Ein Zusammenhang zwischen den Straftaten und dem Drogenkonsum sei wahrscheinlich, heißt es in der Beurteilung vor Gericht. Antipsychotika sorgen derweil dafür, dass sich das Gemüt des Mannes beruhigt hatte ("mir geht es besser"), eine unmittelbare Gefahr dürfte deshalb nicht mehr von ihm ausgehen, diagnostiziert der Gutachter. Solange er keine Drogen nimmt.

Angeklagter mit Geständnis

Der Staatsanwältin ist das zu unsicher, sie befürchtet, dass bei einer Freilassung aus der Untersuchungshaft und einem Absetzen der Medikamente ein Rückfall erfolgen könnte – eine günstige Sozialprognose sei daher schwer, erklärt sie in ihrem Plädoyer. Aufgrund des Geständnisses des Angeklagten – außer mit Blick auf die körperliche Auseinandersetzung mit seiner Frau ("ich habe sie nicht angefasst!") – war zumindest die Schuldfrage geklärt.

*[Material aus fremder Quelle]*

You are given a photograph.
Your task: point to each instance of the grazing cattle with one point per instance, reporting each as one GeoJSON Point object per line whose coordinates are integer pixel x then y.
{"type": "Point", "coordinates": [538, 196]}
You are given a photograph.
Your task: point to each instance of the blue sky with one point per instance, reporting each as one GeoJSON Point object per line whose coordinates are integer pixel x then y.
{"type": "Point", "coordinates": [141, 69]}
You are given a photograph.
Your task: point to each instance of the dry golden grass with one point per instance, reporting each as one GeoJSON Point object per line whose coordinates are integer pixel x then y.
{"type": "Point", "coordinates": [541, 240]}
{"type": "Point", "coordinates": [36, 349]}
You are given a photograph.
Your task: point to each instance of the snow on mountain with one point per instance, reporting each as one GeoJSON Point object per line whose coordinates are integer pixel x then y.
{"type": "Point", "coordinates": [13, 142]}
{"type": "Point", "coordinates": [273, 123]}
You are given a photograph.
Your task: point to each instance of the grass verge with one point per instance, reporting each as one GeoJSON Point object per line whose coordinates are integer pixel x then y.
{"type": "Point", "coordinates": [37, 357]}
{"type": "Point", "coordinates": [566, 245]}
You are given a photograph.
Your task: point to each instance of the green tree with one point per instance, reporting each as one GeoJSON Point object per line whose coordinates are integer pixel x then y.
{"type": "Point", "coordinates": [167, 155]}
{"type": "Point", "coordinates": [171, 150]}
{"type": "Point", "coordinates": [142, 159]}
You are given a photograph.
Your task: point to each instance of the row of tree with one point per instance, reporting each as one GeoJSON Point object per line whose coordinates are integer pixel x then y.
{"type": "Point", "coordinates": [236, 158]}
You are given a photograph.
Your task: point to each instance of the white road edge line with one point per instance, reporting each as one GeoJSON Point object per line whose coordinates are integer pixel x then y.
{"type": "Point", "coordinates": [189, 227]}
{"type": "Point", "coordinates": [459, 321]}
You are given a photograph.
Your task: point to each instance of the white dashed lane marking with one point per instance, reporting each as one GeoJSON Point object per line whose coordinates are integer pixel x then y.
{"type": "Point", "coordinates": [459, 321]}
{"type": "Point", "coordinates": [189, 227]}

Aus Sicht der Staatsanwaltschaft war deshalb eine Freiheitsstrafe von zwei Jahren und zwei Monaten angemessen – ohne Bewährung.

Sein Verteidiger sah das anders, macht insbesondere auf die belastenden fünf Monate in Untersuchungshaft und die schwierige Vergangenheit in Syrien aufmerksam, forderte deshalb seine Freilassung – "mit einer Strafe im Ermessen des Gerichts". Der 42-Jährige nutzte sein letztes Wort für eine erneute Entschuldigung: "Es tut mir Leid für alles".

Zwei Jahre Haft auf Bewährung

Richter Bäumler entschied sich für eine zweijährige Haftstrafe sowie Entziehungsanstalt auf Bewährung – mit engmaschigen Auflagen: stationäre Therapie innerhalb von drei Monaten zur Drogenentwöhnungsbehandlung, zuvor weitere Medikamenteneinnahme und Urinproben um sicherzustellen, dass kein Rauschgift mehr konsumiert wird. "Dadurch wird das Sicherheitsbedürfnis der Bürger befriedigt", so der Richter.